A human resources consultancy firm, Industrial Psychology Consultants (IPC), says 75,30% of the banking public are keen to ditch their current banks.
The consultancy firm said banks that manage to attract and retain customers on the basis of a sustainable blend of superior customer service, price-led competitive initiatives and diversified product offerings would survive the era of competition.
A report titled Zimbabwe Banking Sector Customer Engagement Report, released by IPC, says the Zimbabwean banking sector has entered a new era of serious competition. Changing consumer attitudes and behaviour would play a key role in setting the pace for the sector’s recovery and generating new opportunities.
It noted that with increased media coverage on bank industry challenges, the net result had been a more aware and selective banking customer.
“Banks have therefore found themselves in a reinvent (do) or die situation”.
The report said despite customers having realistic and achievable expectations from their banks, very few were living up to them.
“The consequences for those banks that continue to ignore customer needs will be disastrous as 75,30% of the research participants said they wanted to move away from their current bank. The era of traditional banking has passed,” reads part of the report.
It reveals that very few Zimbabwean banks have successfully engaged their customers.
“Our findings suggest that engagement ratios amongst Zimbabwe’s banking (institutions) are appallingly low. Of the 13 banks that qualified to participate in this survey, 7 banks were below our sample 50th percentile — the engagement ratio was 3:1,” the report said.
“When compared to the Gallup benchmark, only three banks were either at or above the envisaged engagement ratio of 8:1. These were MBCA Bank, Ecobank and Cabs. This is not surprising.”
The survey also said 7,40% of the banking public were concerned with high bank charges and service fees levied by their financial institutions.
“The respondents to this survey were asked to state what they disliked most about the service at their bank. Four other things were frequently mentioned before service charges. Only 7,40% of the respondents mentioned high bank charges and service fees as the feature they disliked about their banks,” the report said.
“Customers are concerned about fees. The 7,40% statistic tells us that one in every 13 Zimbabwean banking customers is concerned about the service fees.”

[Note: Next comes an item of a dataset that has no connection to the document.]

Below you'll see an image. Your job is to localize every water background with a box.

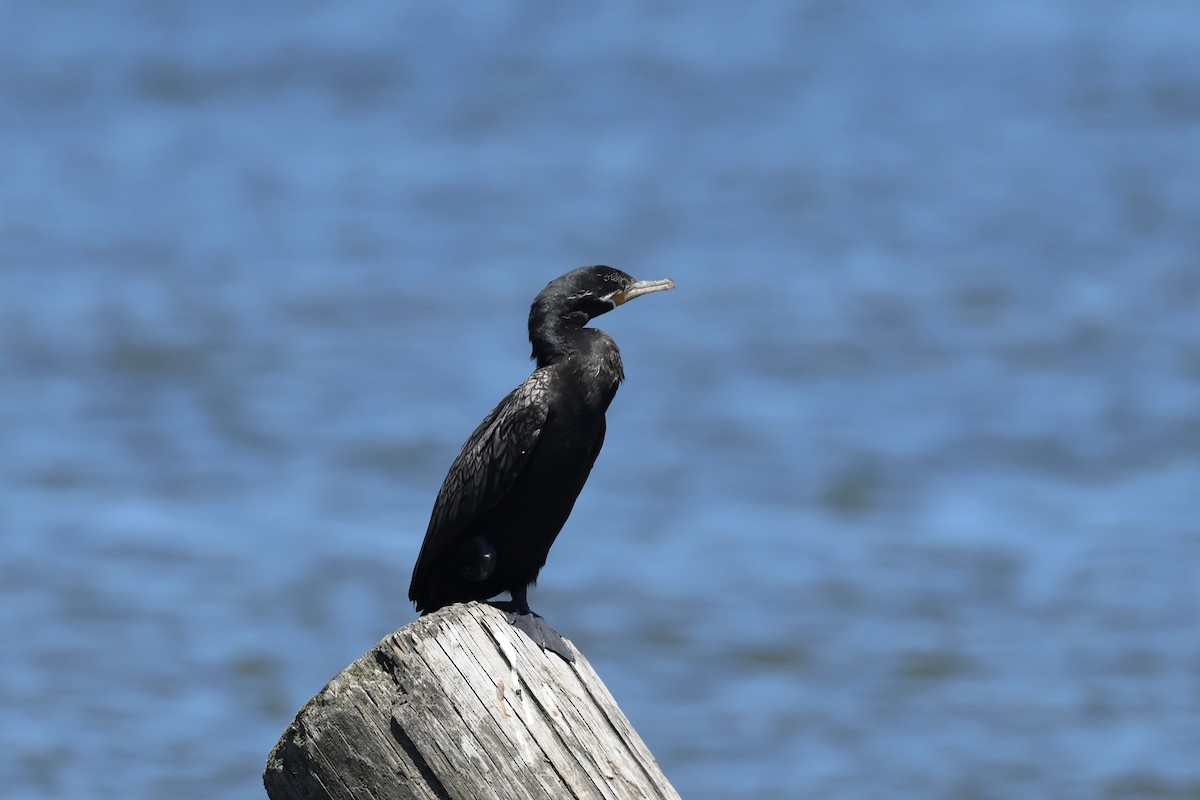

[0,0,1200,800]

Banks stand accused of ripping off their depositors by charging inflated interest rates on loans ranging between 15% and 25%, and imposing exorbitant bank charges and bank charges of up US$2, 50 per transaction, which have seen them making massive profits in an ailing economy.
Available figures show that commercial banks, merchant banks and building societies earned close to US$192 million in interest on loan advances and leases, and more than US$118 million from other charges.
Each banking institution earned between US$1 million and US$16m in bank charges between January and June 30 this year.
Bankers Association of Zimbabwe president George Guvamatanga this week defended interest rates and service charges being quoted by most local banks, arguing they were based on economic fundamentals.
This came after an outcry over punitive interest rates and service charges from government and the banking public.
According to Reserve Bank of Zimbabwe governor Gideon Gono, banks have been quoting interest rates of up to 30% on loans.